Mungkin mayoritas inilah yang dimaksudkan oleh Tuhan tatkala memanggil hamba-hambaNya: “Wahai
jiwa yang tenteram, kembalilah kepada Pengasuhmu dalam keadaan meridloi
dan diridloi. Ayo kalian berhimpunlah ke dalam golongan-Ku dan masuklah
ke dalam sorga-Ku”.
***
Sambil menatap wajah-wajah mereka dan merenungi kedalaman suasana
yang beberapa jam ini tadi berlangsung, Markesot mengeluh kepada dirinya
sendiri:
“Ternyata begini ini dunia. Tidak sejauh ini aku
menyangka tentang remehnya manusia. Dan kehidupan yang Tuhan kehendaki
ini ternyata jauh lebih bersahaja. Sampai setua ini tetap saja aku salah
kuda-kuda….”
Sesungguhnya yang terjadi bukanlah Markesot menginterupsi pembacaan
tulisan-tulisan dan suasana di ruangan itu, tetapi aslinya Markesot
sedang menginterupsi proses pemikiran dan penghayatan hidup di dalam
dirinya sendiri.
Buat anak cucuku dan para jm yang kita sama-sama belum tahu, kita
ditertawakan kalau ada orang di luar rumah kita yang mendengar
dialog-dialog bodoh dan konyol kita. Maka belajarlah menyimpan. Ada
sesuatu yang sebaiknya kita sosialisasikan, ada sesuatu yang lain,
termasuk omong-omong kita ini, yang lebih afdhal kalau berlangsung di
antara kita saja.
Indonesia sudah fix segala sesuatunya. Dunia ini seluruhnya
sudah hampir tidak ada persoalan. Hanya kita saja yang masih perlu
belajar hal-hal tertentu dan mempelajari hal-hal lain. Anak cucuku dan
para jm tahu bahwa di dunia di luar rumah kita seringkali ada tulisan
yang “oleh” (nama) ku tapi bukan aku yang menulis. Ada tulisan “ku”

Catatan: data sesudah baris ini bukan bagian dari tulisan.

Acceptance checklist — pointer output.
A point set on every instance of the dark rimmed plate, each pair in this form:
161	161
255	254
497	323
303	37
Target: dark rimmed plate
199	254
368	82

20-30 tahun yang lalu tapi disebar seolah aku menulis kemarin sore. Ada
banyak akun-akun “ku” yang bukan aku.
Ada banyak video hasil editan orang-orang yang berniat baik yang aku
dipertengkarkan dengan ini itu, diadu-domba soal macam-macam yang aku
tak pernah memaksudkannya untuk beradu dengan siapapun. Semua yang
kuomongkan adalah untuk anak cucu dan para jm, dengan bahasa dan konteks
untuk anak cucu dan para jm, dengan nuansa, dimensi, urgensi dan
tajaman-tajaman untuk anak cucuku dan para jm.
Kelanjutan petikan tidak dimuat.